Promissory Note — Related Party
The Sponsor had agreed to loan the Company an
aggregate of up to $300,000 to be used for a portion of the expenses of the Initial Public Offering. The loan was non-interest bearing,
unsecured and due at the earlier of December 31, 2025 or the closing of the Initial Public Offering. As of March 31, 2025, the Company
had borrowed $87,250 under the promissory note. At the closing of the Initial Public Offering, on May 20, 2025, the Company repaid the
outstanding balance. Borrowings under the note are no longer available.
Administrative Services Agreement
Commencing on May 15, 2025, the Company entered
into an agreement with an affiliate of the Sponsor to pay an aggregate of $12,500 per month for office space, utilities, and secretarial
and administrative support.

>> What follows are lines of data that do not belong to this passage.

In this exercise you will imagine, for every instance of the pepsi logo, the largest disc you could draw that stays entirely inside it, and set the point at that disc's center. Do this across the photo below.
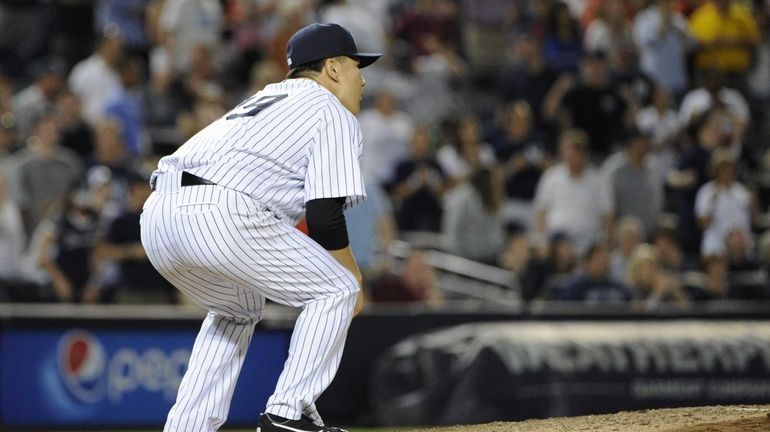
(82, 365)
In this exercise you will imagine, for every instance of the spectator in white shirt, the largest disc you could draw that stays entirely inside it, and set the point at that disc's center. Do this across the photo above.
(713, 92)
(571, 196)
(96, 79)
(12, 236)
(387, 132)
(722, 205)
(662, 123)
(465, 152)
(663, 38)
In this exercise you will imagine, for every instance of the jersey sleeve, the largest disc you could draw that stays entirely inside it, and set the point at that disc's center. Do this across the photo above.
(333, 169)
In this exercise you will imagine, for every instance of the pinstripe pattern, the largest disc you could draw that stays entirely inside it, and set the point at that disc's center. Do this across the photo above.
(231, 245)
(300, 148)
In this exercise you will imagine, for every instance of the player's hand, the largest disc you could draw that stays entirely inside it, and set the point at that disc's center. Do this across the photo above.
(63, 288)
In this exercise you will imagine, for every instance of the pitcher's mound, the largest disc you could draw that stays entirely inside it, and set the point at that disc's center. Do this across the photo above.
(740, 418)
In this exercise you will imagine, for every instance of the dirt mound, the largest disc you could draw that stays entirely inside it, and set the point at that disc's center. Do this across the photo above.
(743, 418)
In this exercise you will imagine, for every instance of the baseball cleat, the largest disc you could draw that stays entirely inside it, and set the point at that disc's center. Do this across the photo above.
(274, 423)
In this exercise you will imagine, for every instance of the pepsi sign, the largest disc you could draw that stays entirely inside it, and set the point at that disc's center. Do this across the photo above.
(117, 377)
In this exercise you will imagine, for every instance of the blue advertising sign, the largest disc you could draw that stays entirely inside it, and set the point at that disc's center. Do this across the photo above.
(89, 377)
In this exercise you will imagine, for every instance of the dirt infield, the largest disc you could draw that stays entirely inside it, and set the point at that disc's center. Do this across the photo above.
(743, 418)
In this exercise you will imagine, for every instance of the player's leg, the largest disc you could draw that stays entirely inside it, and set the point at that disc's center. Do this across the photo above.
(203, 399)
(288, 267)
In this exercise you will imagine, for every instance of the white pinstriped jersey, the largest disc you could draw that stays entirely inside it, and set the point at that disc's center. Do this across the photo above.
(290, 143)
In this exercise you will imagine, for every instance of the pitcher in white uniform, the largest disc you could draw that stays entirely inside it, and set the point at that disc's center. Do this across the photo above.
(220, 227)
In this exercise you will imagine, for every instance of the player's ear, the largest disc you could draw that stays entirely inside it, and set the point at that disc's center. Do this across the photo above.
(332, 67)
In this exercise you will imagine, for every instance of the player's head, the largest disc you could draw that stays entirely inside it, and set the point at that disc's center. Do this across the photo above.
(328, 54)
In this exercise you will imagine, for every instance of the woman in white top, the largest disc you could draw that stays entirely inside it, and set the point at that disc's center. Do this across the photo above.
(722, 205)
(465, 151)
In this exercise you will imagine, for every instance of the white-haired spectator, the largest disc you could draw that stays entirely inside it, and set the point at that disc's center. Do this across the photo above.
(96, 78)
(190, 23)
(387, 132)
(664, 39)
(723, 204)
(660, 121)
(629, 233)
(41, 174)
(38, 99)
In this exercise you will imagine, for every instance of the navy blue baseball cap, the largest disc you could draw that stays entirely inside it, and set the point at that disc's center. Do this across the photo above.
(320, 41)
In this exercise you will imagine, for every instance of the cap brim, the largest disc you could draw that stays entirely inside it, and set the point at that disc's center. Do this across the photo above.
(365, 59)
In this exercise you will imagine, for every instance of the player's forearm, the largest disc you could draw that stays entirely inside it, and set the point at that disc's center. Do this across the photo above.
(345, 257)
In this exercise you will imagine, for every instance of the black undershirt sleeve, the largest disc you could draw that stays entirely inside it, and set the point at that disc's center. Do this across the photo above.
(326, 222)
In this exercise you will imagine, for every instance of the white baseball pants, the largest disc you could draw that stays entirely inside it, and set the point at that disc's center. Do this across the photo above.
(228, 253)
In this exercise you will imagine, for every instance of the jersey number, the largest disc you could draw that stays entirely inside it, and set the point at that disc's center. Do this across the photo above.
(253, 107)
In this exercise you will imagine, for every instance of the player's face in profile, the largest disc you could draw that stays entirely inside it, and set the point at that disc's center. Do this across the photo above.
(351, 84)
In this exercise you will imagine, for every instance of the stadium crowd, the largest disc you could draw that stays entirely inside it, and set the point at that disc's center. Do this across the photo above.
(603, 150)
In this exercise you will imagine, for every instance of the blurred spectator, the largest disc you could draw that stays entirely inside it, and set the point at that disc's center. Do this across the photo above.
(715, 286)
(200, 82)
(109, 148)
(742, 262)
(727, 35)
(486, 25)
(465, 151)
(651, 285)
(691, 173)
(518, 257)
(36, 193)
(263, 73)
(472, 224)
(12, 238)
(662, 123)
(713, 93)
(365, 27)
(554, 264)
(74, 29)
(67, 250)
(138, 281)
(26, 33)
(609, 29)
(7, 146)
(633, 84)
(436, 75)
(722, 205)
(128, 18)
(759, 78)
(416, 284)
(126, 106)
(571, 196)
(96, 78)
(418, 185)
(38, 98)
(422, 23)
(671, 256)
(593, 285)
(291, 16)
(593, 104)
(190, 23)
(634, 186)
(521, 154)
(664, 40)
(529, 78)
(628, 235)
(386, 132)
(562, 44)
(76, 134)
(371, 228)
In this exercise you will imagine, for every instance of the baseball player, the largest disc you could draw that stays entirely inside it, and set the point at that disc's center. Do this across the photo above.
(220, 227)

These monthly fees will cease upon the completion of the initial Business Combination or the liquidation of
the Company. As of March 31, 2025, the Company did not incur any fees for these services.
Related Party Loans
In order to finance transaction costs in connection
with a Business Combination, the Sponsor or an affiliate of the Sponsor or certain of the Company’s officers and directors may,
but are not obligated to, loan the Company funds as may be required (the “Working Capital Loans”). If the Company completes
a Business Combination, the Company would repay the Working Capital Loans. In the event that a Business Combination does not close, the
Company may use a portion of the working capital held outside the Trust Account to repay the Working Capital Loans but no proceeds from
the Trust Account would be used to repay the Working Capital Loans. Up to $1,500,000 of such Working Capital Loans may be convertible
into private placement warrants of the post Business Combination entity at a price of $1.00 per warrant at the option of the lender.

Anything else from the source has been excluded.